I've heard rave reviews about La Manchas in an urban setting. Do I need to look for a Mini La Mancha, or is it reasonable to believe that the regular size La Mancha, being a somewhat smaller goat, would do okay in the space allocated for it? 
Also, when it comes to milking equipment and setting up a milk room - what is essential, what is very helpful, and what is just plain luxury?

These are my first questions - I'm sure there are plenty more to come, but I'd be thankful for any advice from those of you who are already goatie parents with all of that experience under your belts!

Thanks in advance for the advice!

Jill


----------



## StaceyRosado (Oct 5, 2007)

welcome Jill :wave:

Lamanchas are very sweet and mellow -- they should work fine for you situation :thumb:

as to the ivy -- never heard of it being poisonous but then again I dotn have ivy in my yard so I dont think about it. its on the editable list here http://fiascofarm.com/goats/poisonousplants.htm

Milk room: a shelf up high enough so the goats cant pull things down from it.


----------



## jillygoat (Jan 20, 2010)

Thank you Stacey. I checked out the Fias co site - and that put my mind at ease about the ivy. Maybe I'll even send them over to the neighbors to keep it from coming over the fence so much!

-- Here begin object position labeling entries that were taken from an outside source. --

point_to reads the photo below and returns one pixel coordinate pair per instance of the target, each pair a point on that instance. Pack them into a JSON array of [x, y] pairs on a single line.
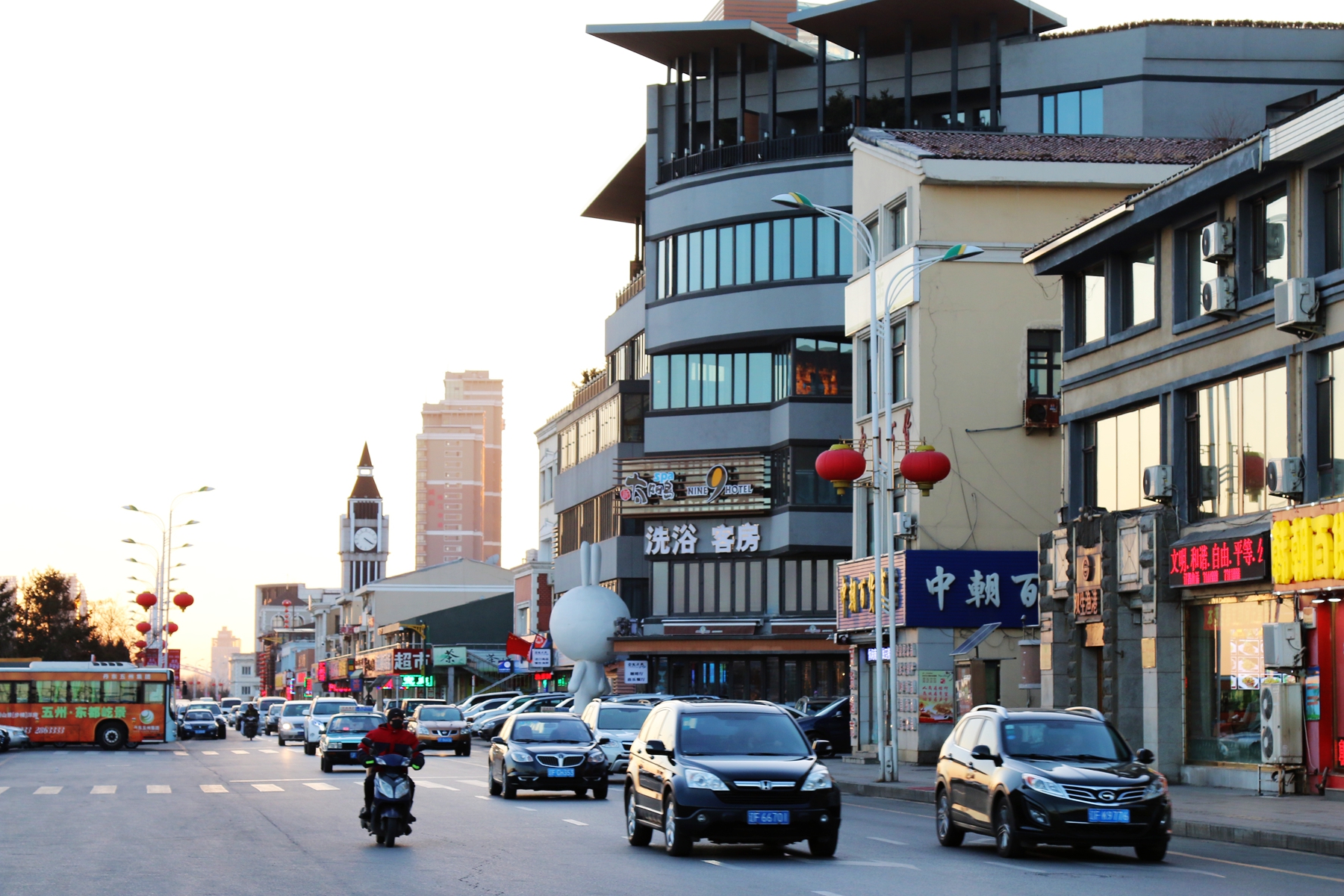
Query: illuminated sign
[[1218, 561]]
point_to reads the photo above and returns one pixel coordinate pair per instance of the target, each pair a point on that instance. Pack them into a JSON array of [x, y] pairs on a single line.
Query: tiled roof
[[999, 147]]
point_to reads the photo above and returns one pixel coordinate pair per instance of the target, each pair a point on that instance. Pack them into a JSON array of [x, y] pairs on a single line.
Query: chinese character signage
[[1218, 561], [942, 588], [694, 485]]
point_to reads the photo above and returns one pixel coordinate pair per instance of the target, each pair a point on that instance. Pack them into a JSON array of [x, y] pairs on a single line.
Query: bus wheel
[[111, 735]]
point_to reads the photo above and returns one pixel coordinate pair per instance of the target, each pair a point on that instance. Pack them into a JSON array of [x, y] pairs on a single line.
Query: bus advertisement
[[111, 704]]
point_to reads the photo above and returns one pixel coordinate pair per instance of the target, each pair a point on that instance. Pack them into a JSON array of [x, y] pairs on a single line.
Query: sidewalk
[[1307, 824]]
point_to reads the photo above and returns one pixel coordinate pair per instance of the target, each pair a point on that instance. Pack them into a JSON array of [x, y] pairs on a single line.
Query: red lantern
[[841, 465], [925, 467]]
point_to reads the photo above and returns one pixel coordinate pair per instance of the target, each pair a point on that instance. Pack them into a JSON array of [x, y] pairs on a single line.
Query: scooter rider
[[390, 736]]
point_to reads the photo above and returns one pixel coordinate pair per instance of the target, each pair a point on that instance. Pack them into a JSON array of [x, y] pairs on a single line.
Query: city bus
[[111, 704]]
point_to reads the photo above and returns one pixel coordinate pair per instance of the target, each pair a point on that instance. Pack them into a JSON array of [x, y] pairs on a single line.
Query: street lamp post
[[882, 462]]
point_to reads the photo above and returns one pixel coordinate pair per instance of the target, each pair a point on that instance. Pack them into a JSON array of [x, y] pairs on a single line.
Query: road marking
[[1281, 871]]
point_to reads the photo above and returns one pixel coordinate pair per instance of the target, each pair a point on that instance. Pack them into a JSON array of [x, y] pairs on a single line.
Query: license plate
[[768, 817]]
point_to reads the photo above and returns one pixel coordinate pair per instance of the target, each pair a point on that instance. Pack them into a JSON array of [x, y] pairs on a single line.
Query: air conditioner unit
[[1284, 477], [1284, 647], [1281, 723], [1218, 240], [1296, 307], [1041, 414], [1157, 482], [1218, 296]]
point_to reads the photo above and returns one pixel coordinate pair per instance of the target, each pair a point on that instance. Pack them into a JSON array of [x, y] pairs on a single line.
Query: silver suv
[[292, 721]]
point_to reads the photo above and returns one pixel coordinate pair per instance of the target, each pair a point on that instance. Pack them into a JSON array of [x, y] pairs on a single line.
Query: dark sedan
[[546, 751], [730, 773], [1063, 777]]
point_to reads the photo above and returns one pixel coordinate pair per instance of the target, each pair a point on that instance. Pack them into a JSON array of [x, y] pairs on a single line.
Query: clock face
[[366, 539]]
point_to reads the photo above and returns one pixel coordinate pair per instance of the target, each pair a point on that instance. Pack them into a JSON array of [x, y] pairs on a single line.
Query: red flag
[[517, 647]]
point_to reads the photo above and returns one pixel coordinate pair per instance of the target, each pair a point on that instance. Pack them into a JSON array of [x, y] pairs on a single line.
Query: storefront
[[942, 600]]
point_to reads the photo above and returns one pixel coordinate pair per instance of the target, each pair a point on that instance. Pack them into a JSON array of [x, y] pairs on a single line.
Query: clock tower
[[363, 531]]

I'd love to hear from anyone that has experience with La Mancha - either full size or mini - and also if anyone has any advice on what is absolutely essential for a milk shed!

Thanks!

Jill


----------



## FunnyRiverFarm (Sep 13, 2008)

I think you'd really like Lamanchas in that setting. They are very adaptable and easy to handle. Plus, their milk is delicious


----------



## donbusbin (Aug 30, 2009)

I have a full sized LaMancha that my grandson just had to have. She was extremely friendly from the first meeting. She will dance on her hind feet for a cookie and will steal them from your pocket if given the opportunity. She can be vocal if she doesn"t get enough petting though.


----------



## nutmegfarm (Dec 23, 2009)

That sounds like plenty of room. the ivy thing I'm not 100% sure on. I raise LaManchas and they are my "test dummies" for the kids in 4-H in my county. They do clipping demos, showing demos...they're like stuffed animals! They are very sweet and I've NEVER had a bad tempered earless wonder!!

Hope you enjoy them!

http://nutmegfarm.webs.com/


----------



## wookiee (Oct 26, 2009)

Welcome! It's so wonderful to have goats at home! You will love them.

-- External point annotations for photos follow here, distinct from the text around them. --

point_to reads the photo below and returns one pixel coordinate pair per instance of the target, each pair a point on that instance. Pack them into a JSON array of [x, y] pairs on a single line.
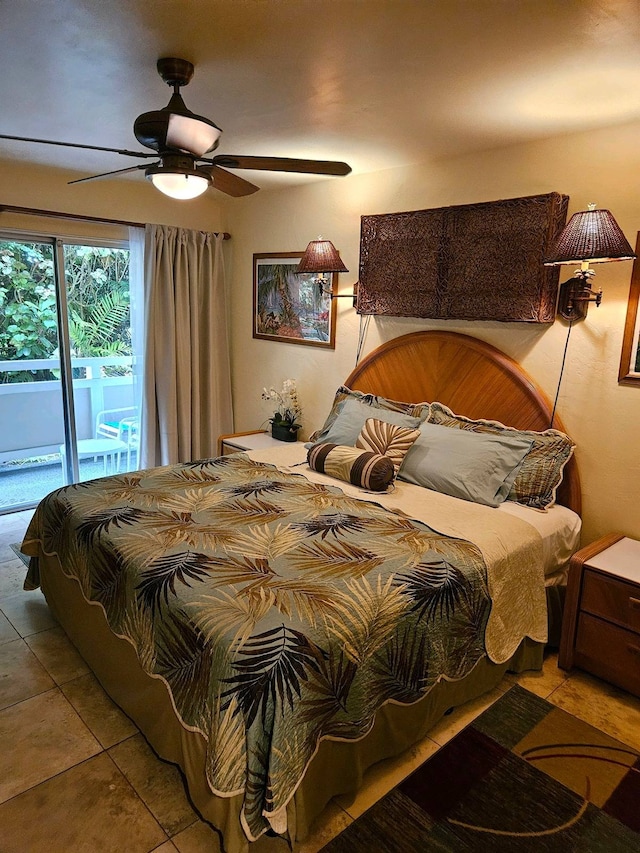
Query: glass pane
[[98, 302], [31, 411]]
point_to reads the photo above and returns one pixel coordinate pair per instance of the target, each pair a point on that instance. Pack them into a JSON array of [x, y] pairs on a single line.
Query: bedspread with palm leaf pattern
[[278, 611]]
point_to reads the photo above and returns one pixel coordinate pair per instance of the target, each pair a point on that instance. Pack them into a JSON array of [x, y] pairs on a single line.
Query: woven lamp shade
[[590, 235], [321, 256]]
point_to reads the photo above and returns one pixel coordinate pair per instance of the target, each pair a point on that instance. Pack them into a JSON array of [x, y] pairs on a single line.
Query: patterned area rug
[[525, 776]]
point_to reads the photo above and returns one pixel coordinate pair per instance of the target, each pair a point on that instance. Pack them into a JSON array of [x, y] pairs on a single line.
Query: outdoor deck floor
[[26, 485]]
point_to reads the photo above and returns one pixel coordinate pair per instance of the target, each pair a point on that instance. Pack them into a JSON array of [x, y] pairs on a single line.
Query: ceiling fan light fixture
[[179, 182], [192, 133], [177, 128]]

I do have a question about the size space you mentioned. When I did my research, people were saying that you would need 1/2 acre for two or so Nigerian Dwarfs? Has that changed? Because to my calculations, 500 SF of run is 20 x 25 feet. And you said "them" so that is more than 1 full sized goat in that space. Am I misunderstanding?

I hope I was very misinformed in my initial looking around. I would love to have more than two goats in my 60 x 100 foot pen!!! :leap:


----------



## lissablack (Nov 30, 2009)

I think you would need a half acre for two nigerian dwarfs if you were only feeding them on pasture, and even then it would depend on where you are and how the pasture grows. If you are not relying on pasture to feed them you can have a lot more than that on a 1/2 acre. Everyone has different ideas about what works, but goats do fine in not so much space if they are taken care of properly.


----------



## Idahodreamer (Sep 19, 2009)

Ditto, lissablack

I kept 2 Nigerians and 2 standards in my 36' x 50' pen and they were fed hay and alfalfa pellets. There was no 'not enough space' issues because I let them out of their pens during chore time and play time so they could browse while I worked. My German Shepherd would watch over them for me and make sure they didn't wander far. *gosh, that brings back memories. . .can't wait to get back into goaties again this year.*
But anyway, if it's pasture you're relying on then yes, you'd need a bigger pen then 20 x 25. However if you're feeding hay, as long as there's enough room for them to run and play, they're good.


----------



## wookiee (Oct 26, 2009)

Whew, what a relief! So many knowledgeable people here on this board!

OP, When are your new babies coming home??? :clap:


----------



## goatiegurl*Oh (Nov 11, 2007)

I just got my lamanchas a little over a week ago,and I love them,they're very mellow,and friendly. :] I think they would be fine in that setting


----------